Luan Giliomee’s name is clean. The red card that threatened to derail his breakout year has been thrown out entirely, with World Rugby confirming there was no foul play in the aerial contest that got him sent off in the first place.
The Junior Springboks utility back was shown a 20-minute red card in the second half of the World Rugby U20 Championship semi-final against England in Tbilisi on 13 July, upgraded via bunker review for aerial contact with opposite number George Pearson.
It capped a bruising afternoon on the disciplinary front for South Africa. England flanker Seb Kelly had already been shown a permanent red card of his own in the first half, sent off for a headbutt on Luan Giliomee in a completely separate incident.

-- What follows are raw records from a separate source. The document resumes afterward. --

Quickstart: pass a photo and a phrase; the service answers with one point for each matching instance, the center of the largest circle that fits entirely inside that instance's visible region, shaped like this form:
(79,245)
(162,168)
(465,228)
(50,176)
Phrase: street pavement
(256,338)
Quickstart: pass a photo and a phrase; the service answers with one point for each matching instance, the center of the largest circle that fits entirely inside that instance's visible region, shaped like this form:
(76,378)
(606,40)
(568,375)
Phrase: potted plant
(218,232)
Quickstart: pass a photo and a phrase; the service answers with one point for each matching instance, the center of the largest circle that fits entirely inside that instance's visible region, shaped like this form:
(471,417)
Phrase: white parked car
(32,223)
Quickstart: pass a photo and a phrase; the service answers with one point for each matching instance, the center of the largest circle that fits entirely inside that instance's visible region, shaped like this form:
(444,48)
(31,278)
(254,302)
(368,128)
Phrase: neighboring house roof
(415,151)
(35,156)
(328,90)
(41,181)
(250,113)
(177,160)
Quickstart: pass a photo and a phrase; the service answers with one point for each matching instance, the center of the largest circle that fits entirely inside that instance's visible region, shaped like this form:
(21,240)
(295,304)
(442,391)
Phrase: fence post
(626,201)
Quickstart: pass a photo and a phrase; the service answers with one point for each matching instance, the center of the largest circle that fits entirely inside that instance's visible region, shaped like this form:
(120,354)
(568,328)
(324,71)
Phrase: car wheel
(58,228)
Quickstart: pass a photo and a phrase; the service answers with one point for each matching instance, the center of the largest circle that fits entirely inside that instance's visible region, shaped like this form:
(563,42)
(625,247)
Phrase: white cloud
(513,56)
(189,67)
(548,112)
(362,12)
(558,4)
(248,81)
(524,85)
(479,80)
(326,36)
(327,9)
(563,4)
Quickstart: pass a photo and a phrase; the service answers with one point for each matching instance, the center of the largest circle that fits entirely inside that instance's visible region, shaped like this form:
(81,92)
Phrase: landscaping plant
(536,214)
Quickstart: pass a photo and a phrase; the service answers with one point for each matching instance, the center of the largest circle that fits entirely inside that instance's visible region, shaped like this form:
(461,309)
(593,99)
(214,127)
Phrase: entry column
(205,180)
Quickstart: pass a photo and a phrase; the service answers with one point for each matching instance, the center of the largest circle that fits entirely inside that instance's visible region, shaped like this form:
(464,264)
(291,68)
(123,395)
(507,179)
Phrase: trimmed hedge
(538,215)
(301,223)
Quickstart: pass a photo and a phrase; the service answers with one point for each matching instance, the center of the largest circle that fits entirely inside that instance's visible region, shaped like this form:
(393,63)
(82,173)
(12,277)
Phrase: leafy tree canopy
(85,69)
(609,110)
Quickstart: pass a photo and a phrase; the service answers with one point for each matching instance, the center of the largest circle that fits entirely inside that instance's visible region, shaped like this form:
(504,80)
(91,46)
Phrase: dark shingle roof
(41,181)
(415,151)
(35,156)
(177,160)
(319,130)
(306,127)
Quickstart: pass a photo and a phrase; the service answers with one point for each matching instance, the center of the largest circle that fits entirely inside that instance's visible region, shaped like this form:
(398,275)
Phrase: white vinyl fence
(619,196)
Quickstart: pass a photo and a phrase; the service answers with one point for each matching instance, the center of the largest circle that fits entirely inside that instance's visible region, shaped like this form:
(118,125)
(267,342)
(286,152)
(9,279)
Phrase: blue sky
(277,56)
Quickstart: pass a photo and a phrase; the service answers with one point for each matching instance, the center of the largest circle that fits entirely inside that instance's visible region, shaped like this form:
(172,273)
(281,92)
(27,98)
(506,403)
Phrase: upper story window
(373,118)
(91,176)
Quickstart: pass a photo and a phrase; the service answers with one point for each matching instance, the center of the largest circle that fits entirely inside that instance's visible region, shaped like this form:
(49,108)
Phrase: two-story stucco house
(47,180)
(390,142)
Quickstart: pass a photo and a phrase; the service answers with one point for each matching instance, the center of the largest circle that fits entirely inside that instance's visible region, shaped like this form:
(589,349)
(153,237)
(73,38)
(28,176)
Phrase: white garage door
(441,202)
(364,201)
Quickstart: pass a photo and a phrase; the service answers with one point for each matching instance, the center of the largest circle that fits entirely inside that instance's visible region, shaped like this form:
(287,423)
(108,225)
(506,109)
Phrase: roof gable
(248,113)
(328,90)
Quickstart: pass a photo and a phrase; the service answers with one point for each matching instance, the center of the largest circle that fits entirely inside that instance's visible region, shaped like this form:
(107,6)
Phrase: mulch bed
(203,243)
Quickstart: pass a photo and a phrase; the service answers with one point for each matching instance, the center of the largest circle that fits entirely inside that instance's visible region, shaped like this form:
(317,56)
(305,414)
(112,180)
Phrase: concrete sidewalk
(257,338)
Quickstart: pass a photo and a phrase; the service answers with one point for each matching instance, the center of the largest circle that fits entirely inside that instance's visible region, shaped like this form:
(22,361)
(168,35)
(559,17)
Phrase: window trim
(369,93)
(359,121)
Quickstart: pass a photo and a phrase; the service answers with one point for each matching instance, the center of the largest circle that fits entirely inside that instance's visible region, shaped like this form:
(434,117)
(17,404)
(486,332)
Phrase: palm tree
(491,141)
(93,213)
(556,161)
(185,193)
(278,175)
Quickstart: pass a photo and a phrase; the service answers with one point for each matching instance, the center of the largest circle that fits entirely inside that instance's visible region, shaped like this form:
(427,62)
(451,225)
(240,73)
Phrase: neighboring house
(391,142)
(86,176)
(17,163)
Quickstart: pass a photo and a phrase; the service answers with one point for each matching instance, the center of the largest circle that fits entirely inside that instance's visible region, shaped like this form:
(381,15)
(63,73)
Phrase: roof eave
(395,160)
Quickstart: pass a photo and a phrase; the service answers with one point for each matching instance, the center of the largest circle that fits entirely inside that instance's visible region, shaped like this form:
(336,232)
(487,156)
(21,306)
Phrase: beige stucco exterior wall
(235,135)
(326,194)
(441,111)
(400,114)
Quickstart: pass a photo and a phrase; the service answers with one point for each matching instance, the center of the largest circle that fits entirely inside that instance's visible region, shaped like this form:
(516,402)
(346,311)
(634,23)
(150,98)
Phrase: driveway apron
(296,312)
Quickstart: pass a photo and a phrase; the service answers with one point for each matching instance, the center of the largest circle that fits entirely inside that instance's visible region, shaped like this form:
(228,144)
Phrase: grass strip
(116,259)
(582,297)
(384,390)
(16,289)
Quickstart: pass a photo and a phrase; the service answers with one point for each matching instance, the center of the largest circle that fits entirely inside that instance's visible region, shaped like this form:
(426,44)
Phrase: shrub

Two red cards from two separate incidents, and only one of them should ever have stood.

“Luan Giliomee did exactly what he’s coached to do — compete for the ball in the air. This was never a red card, and World Rugby’s own panel just proved it!” – 🎙️Jay
The Foul Play Review Committee didn’t make the call itself. It referred Giliomee’s case straight to a full Disciplinary Committee hearing, held on Thursday, 16 July. A three-person panel sat down to go through the footage line by line: New Zealand’s Helen Morgan in the chair, joined by former Springbok wing Stefan Terblanche and Wales’ Christopher Morgan.
Their conclusion left nothing to argue with. Having weighed the video evidence alongside Giliomee’s own submissions, the committee found the incident did not involve foul play and scrapped the red card outright. He was free to play again with immediate effect.
That should have been the end of it. Vindicated, cleared, back in green and gold for Saturday’s final. Instead, the timing turned cruel. Squad submission deadlines for the France showdown had already passed by the time the ruling came through, so the player who did nothing wrong watches the biggest match of the tournament from the sidelines anyway.
It’s worth remembering who this is happening to. Giliomee has had one of the fastest rises in South African rugby this year, from a Blitzboks call-up straight through to a try-scoring United Rugby Championship debut for the Sharks against Munster and a place in the SA ‘A’ backline, all before turning 20.
A cloud like this was never going to define him, but it should never have been allowed to hang over him at all.
The system took its time. It got the right answer in the end. Luan Giliomee was never in the wrong here, and now there’s an official ruling that says so in black and white.